De Nederlandse Bank

Speech president Wellink 'Over systeemrisico's en risicosystemen'

Speech

Datum 25 november 2009
Tijd 16:27 uur
Lokatie Nivra Accountantsdag, Rai te Amsterdam
Spreker Dr. A.H.E.M. Wellink, president van de Nederlandsche Bank

Ik ga het hebben over systeemrisico's en risicosystemen. De huidige crisis, de grootste financiële crisis sinds de jaren dertig, heeft het gevaar van systeemrisico's op ondubbelzinnige wijze gedemonstreerd. Ook is gebleken dat de risicosystemen van instellingen de onverwachte gebeurtenissen die tot de crisis leidden op onvoldoende wijze hebben ingeschat. Het thema van deze dag refereert aan het oog van de RA; scenario's voor andere tijden. De vraag die we ons dan ook kunnen stellen is, hadden accountants en toezichthouders meer kunnen doen om de huidige crisis te voorkomen? En hoe gaan we ons voorbereiden op de toekomst zodat een crisis van deze omvang hopelijk niet meer voorkomt? Ik zal u mijn visie vertellen. De belangrijkste boodschap wil ik u echter niet onthouden. Toezichthouders, waaronder DNB, maar ook u, accountants, dienen alert te zijn op verborgen grote risico's. Samenwerking is hiervoor cruciaal.

Visie op de crisis

Zoals de titel van dit seminar al aangeeft, ben ik hier om vooruit te kijken. Maar om verder te kunnen gaan, moeten we soms even terugblikken. Ik zal starten bij het begin. De crisis. Naar mijn idee heeft een groot aantal factoren en verschillende spelers bijgedragen aan de omstandigheden die tot deze uitzonderlijke financiële en economische crisis hebben geleid. Hoewel al deze factoren los van elkaar wel waren gesignaleerd, is de wisselwerking ervan onderschat. De snelheid en wijze waarop de crisis om zich heen heeft gegrepen, heeft velen verrast.

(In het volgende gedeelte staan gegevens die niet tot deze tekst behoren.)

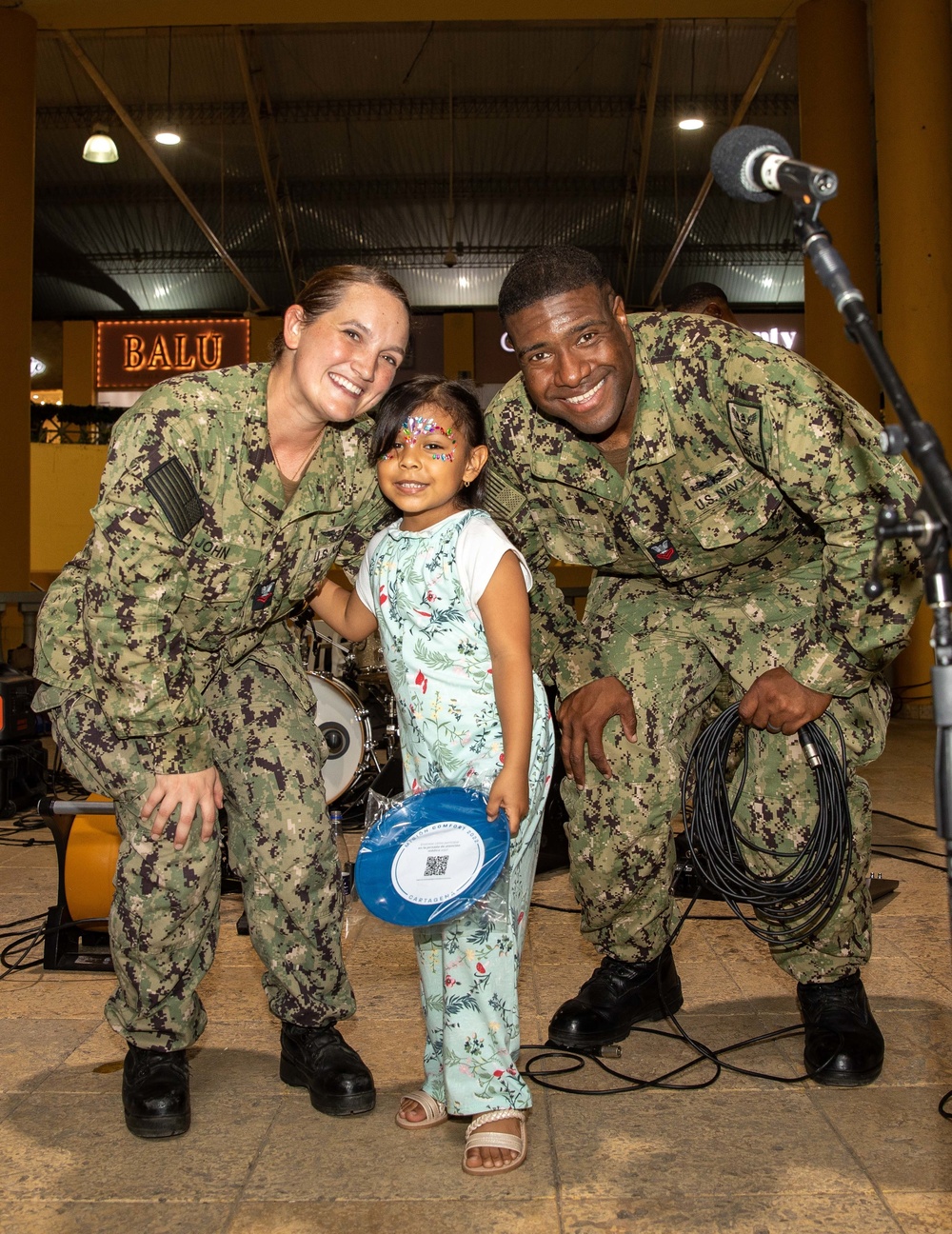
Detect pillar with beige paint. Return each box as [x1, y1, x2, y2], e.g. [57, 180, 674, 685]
[0, 9, 36, 591]
[797, 0, 880, 413]
[871, 0, 952, 685]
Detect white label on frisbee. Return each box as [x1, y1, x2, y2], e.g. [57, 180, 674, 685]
[389, 821, 486, 905]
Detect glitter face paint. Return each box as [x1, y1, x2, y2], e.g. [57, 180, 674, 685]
[380, 416, 456, 463]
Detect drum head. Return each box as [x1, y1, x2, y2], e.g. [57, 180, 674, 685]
[307, 672, 370, 804]
[355, 788, 509, 926]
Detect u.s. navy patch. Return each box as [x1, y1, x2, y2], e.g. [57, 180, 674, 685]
[727, 402, 767, 471]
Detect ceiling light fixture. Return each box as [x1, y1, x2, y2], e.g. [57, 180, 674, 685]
[83, 125, 118, 163]
[678, 17, 704, 133]
[154, 26, 181, 146]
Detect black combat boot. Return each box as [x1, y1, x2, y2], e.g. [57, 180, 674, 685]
[797, 972, 885, 1088]
[122, 1043, 191, 1141]
[548, 946, 684, 1050]
[280, 1021, 377, 1114]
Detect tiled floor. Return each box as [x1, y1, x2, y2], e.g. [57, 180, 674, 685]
[0, 722, 952, 1234]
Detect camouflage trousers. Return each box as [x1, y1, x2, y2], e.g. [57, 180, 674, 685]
[563, 578, 889, 981]
[50, 660, 354, 1049]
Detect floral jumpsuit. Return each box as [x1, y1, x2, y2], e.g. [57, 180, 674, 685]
[358, 509, 554, 1114]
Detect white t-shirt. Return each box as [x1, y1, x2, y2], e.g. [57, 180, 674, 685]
[354, 511, 533, 612]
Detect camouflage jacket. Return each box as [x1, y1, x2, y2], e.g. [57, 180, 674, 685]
[486, 313, 920, 696]
[34, 364, 385, 772]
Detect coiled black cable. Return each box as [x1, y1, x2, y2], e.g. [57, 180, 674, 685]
[681, 704, 853, 944]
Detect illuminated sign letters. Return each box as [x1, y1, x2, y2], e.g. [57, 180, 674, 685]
[96, 317, 249, 390]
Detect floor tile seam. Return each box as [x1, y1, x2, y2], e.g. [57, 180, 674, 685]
[0, 1092, 30, 1135]
[554, 1185, 883, 1199]
[222, 1061, 289, 1234]
[804, 1084, 902, 1209]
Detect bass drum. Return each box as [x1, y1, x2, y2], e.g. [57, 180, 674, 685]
[307, 672, 373, 805]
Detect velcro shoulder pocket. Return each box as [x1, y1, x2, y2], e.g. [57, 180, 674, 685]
[145, 459, 202, 541]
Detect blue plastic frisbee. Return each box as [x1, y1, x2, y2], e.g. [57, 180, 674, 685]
[354, 788, 509, 926]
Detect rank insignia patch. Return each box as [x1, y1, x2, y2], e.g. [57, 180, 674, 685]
[251, 579, 277, 613]
[647, 539, 678, 566]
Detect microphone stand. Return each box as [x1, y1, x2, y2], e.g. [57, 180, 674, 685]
[790, 189, 952, 937]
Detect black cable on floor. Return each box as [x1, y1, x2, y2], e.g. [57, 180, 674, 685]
[681, 704, 853, 944]
[873, 809, 936, 835]
[0, 913, 106, 981]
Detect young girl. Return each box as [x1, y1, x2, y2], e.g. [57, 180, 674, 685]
[312, 376, 554, 1173]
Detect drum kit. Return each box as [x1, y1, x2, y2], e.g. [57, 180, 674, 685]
[301, 616, 402, 826]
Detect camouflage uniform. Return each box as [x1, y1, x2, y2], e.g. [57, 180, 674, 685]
[34, 364, 384, 1049]
[487, 313, 920, 981]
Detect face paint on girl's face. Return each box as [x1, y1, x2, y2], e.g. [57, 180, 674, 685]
[381, 416, 456, 463]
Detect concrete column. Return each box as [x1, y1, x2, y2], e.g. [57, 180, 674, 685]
[63, 321, 96, 408]
[0, 9, 36, 591]
[797, 0, 880, 414]
[872, 0, 952, 685]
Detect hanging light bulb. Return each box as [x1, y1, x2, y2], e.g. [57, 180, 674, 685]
[678, 17, 704, 132]
[83, 125, 118, 163]
[155, 26, 181, 146]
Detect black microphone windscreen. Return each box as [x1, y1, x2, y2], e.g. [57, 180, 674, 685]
[710, 125, 793, 201]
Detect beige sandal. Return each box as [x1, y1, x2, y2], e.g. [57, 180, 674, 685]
[396, 1088, 449, 1131]
[463, 1109, 527, 1173]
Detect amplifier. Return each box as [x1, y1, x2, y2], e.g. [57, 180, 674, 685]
[0, 741, 50, 818]
[0, 664, 45, 744]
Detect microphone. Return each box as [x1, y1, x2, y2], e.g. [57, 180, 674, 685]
[710, 125, 839, 201]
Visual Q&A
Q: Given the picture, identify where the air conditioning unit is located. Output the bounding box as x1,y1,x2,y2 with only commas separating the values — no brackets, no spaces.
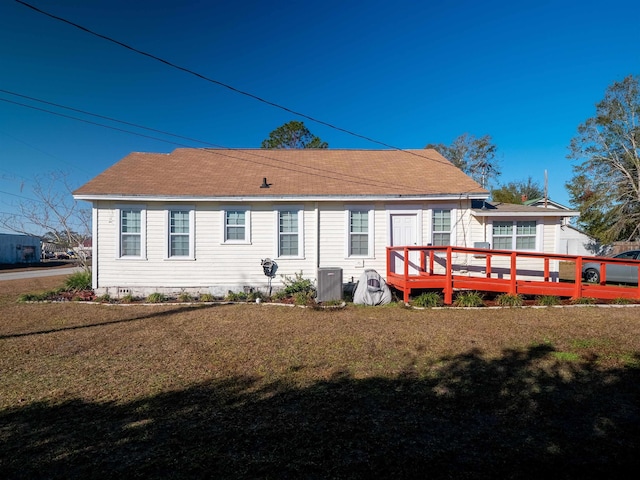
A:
316,267,342,302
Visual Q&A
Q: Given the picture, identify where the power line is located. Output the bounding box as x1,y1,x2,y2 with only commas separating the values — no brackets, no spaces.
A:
0,89,449,192
15,0,410,153
0,98,188,147
15,0,490,194
0,88,224,148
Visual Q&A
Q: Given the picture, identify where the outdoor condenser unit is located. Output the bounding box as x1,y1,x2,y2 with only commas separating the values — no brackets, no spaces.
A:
316,267,342,302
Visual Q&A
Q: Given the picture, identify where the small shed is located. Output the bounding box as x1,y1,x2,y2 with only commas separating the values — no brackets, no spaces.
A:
0,233,41,265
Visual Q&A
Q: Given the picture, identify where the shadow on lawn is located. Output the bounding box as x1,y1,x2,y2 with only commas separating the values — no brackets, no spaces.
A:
0,346,640,479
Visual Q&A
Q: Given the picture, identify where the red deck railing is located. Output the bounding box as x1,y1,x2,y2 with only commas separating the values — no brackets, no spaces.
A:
387,246,640,305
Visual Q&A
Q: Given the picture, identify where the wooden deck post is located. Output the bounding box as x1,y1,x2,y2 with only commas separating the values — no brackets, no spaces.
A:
444,246,453,305
571,257,582,300
509,252,518,295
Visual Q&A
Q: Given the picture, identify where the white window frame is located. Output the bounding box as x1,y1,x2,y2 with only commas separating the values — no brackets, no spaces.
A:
115,205,147,260
164,205,196,261
344,205,375,258
490,218,542,252
274,205,304,259
220,205,251,245
427,204,458,247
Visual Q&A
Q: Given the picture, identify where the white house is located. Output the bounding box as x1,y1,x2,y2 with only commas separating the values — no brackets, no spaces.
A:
524,198,596,255
0,233,41,264
74,149,575,296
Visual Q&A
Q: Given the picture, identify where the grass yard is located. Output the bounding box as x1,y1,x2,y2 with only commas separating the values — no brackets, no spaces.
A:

Allereerst was in de jaren '90 van de vorige eeuw en de eerste jaren van deze eeuw sprake van een zeer gunstige economische ontwikkeling. Wereldwijd stegen de aandelenkoersen, daalde de werkloosheid, en was sprake van een ongekende economische groei. Deze groei werd onder meer gestimuleerd door een lage rente, waardoor liquiditeit in ruime mate beschikbaar was. Als gevolg hiervan daalden echter ook de rendementen op traditionele beleggingen, en gingen instellingen op zoek naar meer renderende investeringsmogelijkheden. Dit wordt ook wel de 'search for yield' genoemd. Let op: hier werd dus al een expliciete afweging gemaakt tussen rendement en risico. Dit is een belangrijke onderliggend kenmerk van de crisis. Tegelijkertijd leidde technologische innovatie, hiertoe aangezet door hoge bonussen, tot de ontwikkeling van complexe financiële producten. Securitisaties zijn hier slechts één voorbeeld van. In een aantal landen boden verslaggevingsregels en toezichtregels de ruimte om deze producten buiten de balans te houden, of om lagere buffers aan te houden. Al deze ontwikkelingen samen leidden tot het ontstaan van het zogenaamde `originate to distribute' bedrijfsmodel. In dit model verstrekken banken kredieten en verkopen deze vervolgens via special purpose vehicles aan beleggers. Op die manier wordt kredietrisico overgedragen, en hoeven banken dus minder of zelfs geen kapitaal meer aan te houden voor deze kredieten. Ook investeerden banken zelf in deze securitisatie-producten.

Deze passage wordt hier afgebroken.